Dataset Condensation Driven Machine Unlearning
Junaid Iqbal Khan
TL;DR
This work investigates privacy-preserving machine unlearning by integrating dataset condensation with a modular, three-part network training scheme. It introduces two condensation techniques—fast distribution matching and model-inversion–based condensation—and a modular unlearning framework with offline/online phases to minimize data exposure while preserving utility. The authors define novel metrics (unlearning and overfitting) and demonstrate defense against membership inference attacks, plus the ability to perform unlearning within condensed representations, enabling rapid training of new architectures.

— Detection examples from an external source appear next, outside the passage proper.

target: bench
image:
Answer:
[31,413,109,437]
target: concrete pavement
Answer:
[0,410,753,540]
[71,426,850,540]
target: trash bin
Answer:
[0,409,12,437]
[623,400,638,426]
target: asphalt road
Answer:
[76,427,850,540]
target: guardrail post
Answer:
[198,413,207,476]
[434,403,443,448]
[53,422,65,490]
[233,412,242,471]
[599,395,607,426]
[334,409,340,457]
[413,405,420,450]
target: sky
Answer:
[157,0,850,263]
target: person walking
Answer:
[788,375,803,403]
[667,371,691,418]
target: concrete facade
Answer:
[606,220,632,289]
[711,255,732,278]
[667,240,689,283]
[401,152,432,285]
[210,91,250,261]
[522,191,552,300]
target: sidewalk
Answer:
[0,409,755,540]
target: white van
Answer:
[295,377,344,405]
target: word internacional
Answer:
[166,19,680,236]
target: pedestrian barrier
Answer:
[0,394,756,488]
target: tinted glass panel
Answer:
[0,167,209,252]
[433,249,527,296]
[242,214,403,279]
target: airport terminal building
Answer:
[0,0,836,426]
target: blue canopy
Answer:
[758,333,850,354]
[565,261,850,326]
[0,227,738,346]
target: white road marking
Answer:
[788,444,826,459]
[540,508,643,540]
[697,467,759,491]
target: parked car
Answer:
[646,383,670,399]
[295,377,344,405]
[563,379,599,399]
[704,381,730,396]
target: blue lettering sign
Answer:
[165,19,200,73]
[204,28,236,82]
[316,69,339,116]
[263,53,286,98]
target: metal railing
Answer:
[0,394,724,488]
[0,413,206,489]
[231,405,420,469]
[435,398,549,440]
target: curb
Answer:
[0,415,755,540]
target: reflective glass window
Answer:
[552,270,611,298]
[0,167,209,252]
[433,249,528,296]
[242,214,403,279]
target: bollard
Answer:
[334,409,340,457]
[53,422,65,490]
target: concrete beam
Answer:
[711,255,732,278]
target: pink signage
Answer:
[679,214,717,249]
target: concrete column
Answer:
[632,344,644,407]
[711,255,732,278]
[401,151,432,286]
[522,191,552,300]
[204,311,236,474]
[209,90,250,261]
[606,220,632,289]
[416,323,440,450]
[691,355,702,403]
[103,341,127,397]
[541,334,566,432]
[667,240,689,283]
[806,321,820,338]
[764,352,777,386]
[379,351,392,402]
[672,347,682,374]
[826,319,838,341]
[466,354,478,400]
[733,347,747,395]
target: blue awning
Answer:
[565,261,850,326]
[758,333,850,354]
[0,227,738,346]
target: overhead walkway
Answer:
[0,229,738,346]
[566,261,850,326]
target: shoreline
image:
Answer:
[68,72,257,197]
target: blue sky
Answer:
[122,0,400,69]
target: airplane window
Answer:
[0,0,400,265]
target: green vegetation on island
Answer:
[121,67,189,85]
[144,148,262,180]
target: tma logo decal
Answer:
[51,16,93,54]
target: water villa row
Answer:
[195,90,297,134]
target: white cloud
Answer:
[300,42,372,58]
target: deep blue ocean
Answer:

The approach achieves a favorable balance between privacy, utility, and efficiency across image-classification benchmarks and offers practical pathways for unlearning in condensed datasets and beyond.
Abstract
The current trend in data regulation requirements and privacy-preserving machine learning has emphasized the importance of machine unlearning. The naive approach to unlearning training data by retraining over the complement of the forget samples is susceptible to computational challenges. These challenges have been effectively addressed through a collection of techniques falling under the umbrella of machine unlearning. However, there still exists a lack of sufficiency in handling persistent computational challenges in harmony with the utility and privacy of unlearned model. We attribute this to the lack of work on improving the computational complexity of approximate unlearning from the perspective of the training dataset. In this paper, we aim to fill this gap by introducing dataset condensation as an essential component of machine unlearning in the context of image classification. To achieve this goal, we propose new dataset condensation techniques and an innovative unlearning scheme that strikes a balance between machine unlearning privacy, utility, and efficiency. Furthermore, we present a novel and effective approach to instrumenting machine unlearning and propose its application in defending against membership inference and model inversion attacks. Additionally, we explore a new application of our approach, which involves removing data from `condensed model', which can be employed to quickly train any arbitrary model without being influenced by unlearning samples. The corresponding code is available at \href{https://github.com/algebraicdianuj/DC_U}{URL}.